Twisted Homology
Andres Collinucci, Jarah Evslin
TL;DR
The paper argues that on a simply-connected six-manifold, twisted K-theory, which classifies D-branes, is isomorphic to twisted homology, a more computable and degree-flexible framework that also extends to M-branes. It introduces a geometric realization of twisted homology via cycles in a spacetime bundle $Q$ (and a simpler subbundle $P$ when available), and constructs a spectral sequence with differentials $d_{2i+1}$ that converges to twisted homology, capturing multistep brane decays such as MMS/KPV transitions. The authors provide a concrete cohomological computation using the Gysin sequence, giving an explicit formula for $H$-cohomology in terms of the total space $P$, and illustrate with examples: the SU(2) WZW model on $S^3$ and a lens space, showing how charges and anomalies align with twisted homology predictions. This framework yields a practical, bijective bridge between brane configurations, anomalies, and conserved charges, facilitating background-brane analyses in string phenomenology and extending naturally to M-theory contexts.
Abstract
D-branes are classified by twisted K-theory.

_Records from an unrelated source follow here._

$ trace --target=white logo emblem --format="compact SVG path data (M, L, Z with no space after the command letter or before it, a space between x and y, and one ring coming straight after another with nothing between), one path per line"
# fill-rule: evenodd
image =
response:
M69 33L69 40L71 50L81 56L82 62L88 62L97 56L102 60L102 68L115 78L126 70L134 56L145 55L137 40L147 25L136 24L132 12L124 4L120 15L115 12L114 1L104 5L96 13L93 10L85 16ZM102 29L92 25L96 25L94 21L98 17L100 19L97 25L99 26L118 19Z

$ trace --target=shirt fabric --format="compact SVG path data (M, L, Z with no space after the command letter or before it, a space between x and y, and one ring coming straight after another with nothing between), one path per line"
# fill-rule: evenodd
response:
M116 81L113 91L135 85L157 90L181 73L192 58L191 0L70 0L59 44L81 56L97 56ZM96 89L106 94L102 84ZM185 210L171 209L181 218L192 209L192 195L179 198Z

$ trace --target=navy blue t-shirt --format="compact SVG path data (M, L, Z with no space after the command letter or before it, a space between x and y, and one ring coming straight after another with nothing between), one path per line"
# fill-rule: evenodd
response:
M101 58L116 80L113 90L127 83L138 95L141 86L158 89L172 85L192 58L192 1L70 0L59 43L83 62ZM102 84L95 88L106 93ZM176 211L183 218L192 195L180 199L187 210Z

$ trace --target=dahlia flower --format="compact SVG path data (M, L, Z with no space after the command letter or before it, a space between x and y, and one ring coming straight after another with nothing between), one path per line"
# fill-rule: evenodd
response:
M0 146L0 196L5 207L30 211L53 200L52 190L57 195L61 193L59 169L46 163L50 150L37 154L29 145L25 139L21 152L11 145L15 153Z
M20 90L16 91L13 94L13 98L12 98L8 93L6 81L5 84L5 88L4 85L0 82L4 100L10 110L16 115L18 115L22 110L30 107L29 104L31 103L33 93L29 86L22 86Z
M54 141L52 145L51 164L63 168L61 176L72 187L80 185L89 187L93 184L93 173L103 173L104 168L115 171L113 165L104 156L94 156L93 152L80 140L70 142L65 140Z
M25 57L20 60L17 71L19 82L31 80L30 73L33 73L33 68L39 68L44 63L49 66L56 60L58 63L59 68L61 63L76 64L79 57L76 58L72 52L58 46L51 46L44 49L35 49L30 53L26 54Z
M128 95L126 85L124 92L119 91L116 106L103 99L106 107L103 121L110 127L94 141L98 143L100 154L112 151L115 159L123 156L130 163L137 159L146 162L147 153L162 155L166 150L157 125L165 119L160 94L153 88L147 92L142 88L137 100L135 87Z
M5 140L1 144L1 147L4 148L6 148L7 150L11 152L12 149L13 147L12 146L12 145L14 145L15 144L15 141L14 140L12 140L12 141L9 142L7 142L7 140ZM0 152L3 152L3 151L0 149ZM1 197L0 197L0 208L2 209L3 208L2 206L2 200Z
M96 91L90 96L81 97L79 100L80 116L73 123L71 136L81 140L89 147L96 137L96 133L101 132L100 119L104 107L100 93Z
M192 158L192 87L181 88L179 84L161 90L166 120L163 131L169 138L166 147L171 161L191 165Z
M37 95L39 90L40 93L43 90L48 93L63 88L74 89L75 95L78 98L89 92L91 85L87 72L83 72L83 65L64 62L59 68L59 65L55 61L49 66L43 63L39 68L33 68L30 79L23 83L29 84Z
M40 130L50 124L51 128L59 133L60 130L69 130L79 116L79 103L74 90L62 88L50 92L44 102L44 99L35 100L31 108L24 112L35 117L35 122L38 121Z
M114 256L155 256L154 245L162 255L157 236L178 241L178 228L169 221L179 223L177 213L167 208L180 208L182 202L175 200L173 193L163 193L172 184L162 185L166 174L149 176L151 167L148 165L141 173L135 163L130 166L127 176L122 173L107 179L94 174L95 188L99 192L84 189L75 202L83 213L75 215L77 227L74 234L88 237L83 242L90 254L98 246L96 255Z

Yet twisted K-theory is often hard to calculate. We argue that, in the case of a compactification on a simply-connected six manifold, twisted K-theory is isomorphic to a much simpler object, twisted homology. Unlike K-theory, homology can be twisted by a class of any degree and so it classifies not only D-branes but also M-branes. Twisted homology classes correspond to cycles in a certain bundle over spacetime, and branes may decay via Kachru-Pearson-Verlinde transitions only if this cycle is trivial. We provide a spectral sequence which calculates twisted homology, the kth step treats D(p-2k)-branes ending on Dp-branes.